The Stillman Exchange
- Type: Biweekly student newspaper
- Format: Online
- Editor: Kevin Abbaszadeh, Editor in Chief
- Staff writers: 75
- Founded: 2006
- Headquarters: Stillman School of Business, Seton Hall University
- Website: https://blogs.shu.edu/stillmanexchange/

= The Stillman Exchange =

The Stillman Exchange is a student newspaper of Seton Hall University in South Orange, New Jersey, United States. The paper, founded in 2006 by Michael Cavallaro, Christopher LoSapio, Frank Aguiano, and others, focuses on business issues and is distributed bi-weekly, with issues being distributed on Tuesdays during the academic term.

The publication began as an eight-page, black-and-white print edition distributed biweekly on Tuesdays during the academic term, produced out of the school's Center for Securities Trading and Analysis. An online edition launched in 2008. As of August 2024, The Stillman Exchange publishes exclusively online, releasing articles in cycles during the fall and spring semesters.

The mission of The Stillman Exchange is to educate Seton Hall students and its extended community on the impacts and interactions of current financial, domestic and international news events guided by the highest standards of integrity and professionalism. (Adopted Fall 2009)

==History==
The Stillman Exchange was founded with students from the W. Paul Stillman School of Business felt a need that students at Seton Hall were not getting enough business news exposure. The paper printed its first edition on March 29, 2006 and has been printing bi-weekly ever since.

In September 2008, under the direction of Gerardo Pecoraro and Magdalena Dewane, the newspaper added 3 new sections, International Business, Domestic News and Editorials.

In October 2009, after a year's worth of preparation, Managing Editor, Gerardo Pecoraro and exchange students from the University of Business and Economics (U.I.B.E.)in Beijing, China, published the nation's first college bilingual business newspaper. The Special Edition is distributed in the U.S. at Seton Hall University and in China at the U.I.B.E..

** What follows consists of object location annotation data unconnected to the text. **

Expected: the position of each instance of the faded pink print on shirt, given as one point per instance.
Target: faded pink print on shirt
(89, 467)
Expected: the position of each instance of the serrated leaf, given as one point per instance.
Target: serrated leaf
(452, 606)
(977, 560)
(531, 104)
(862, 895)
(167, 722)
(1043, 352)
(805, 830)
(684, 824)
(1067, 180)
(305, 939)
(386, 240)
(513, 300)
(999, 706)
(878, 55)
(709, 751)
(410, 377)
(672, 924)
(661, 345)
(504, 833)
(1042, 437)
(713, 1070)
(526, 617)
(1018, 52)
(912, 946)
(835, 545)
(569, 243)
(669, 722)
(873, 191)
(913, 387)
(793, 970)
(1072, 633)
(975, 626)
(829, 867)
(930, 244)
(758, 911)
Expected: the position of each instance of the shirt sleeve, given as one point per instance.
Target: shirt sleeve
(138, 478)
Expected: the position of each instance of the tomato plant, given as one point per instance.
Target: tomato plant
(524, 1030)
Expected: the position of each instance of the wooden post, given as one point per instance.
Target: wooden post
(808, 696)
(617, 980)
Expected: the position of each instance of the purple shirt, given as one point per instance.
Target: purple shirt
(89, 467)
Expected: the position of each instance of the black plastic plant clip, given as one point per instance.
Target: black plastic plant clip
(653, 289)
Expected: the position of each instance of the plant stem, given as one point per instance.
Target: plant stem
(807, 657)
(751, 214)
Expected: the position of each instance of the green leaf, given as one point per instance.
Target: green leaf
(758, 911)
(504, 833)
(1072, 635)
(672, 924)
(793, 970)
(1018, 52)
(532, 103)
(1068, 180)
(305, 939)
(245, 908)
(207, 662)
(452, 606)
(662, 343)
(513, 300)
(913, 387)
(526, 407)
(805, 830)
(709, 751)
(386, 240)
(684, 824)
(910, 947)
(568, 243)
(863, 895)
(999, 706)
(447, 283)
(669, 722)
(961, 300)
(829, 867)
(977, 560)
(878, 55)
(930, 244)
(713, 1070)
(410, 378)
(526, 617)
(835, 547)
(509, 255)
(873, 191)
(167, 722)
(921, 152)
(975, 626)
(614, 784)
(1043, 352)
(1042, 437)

In 2025, The Stillman Exchange added a Financial Literacy section, aimed at helping students build practical knowledge of personal finance topics such as budgeting, credit, and investing.

==Sections==
The paper is divided into several sections

- Stillman News
- Finance
- Sports
- Marketing
- Technology
- Financial Literacy
- U.S. News / International News
- Opinion

==Bilingual Chinese/English Special Edition==
On Wednesday, October 21, 2009, The Stillman Exchange released its first abridged four-page special edition written in both English and Chinese. The articles are written by exchange students enrolled in the "1+2" UIBE-SHU MBA program.

==Staff==
The staff are all undergraduate students enrolled at Seton Hall University. The staff represents a full spectrum of business majors from the Stillman School of Business, as well as students from the School of Diplomacy, and the College of Arts & Sciences.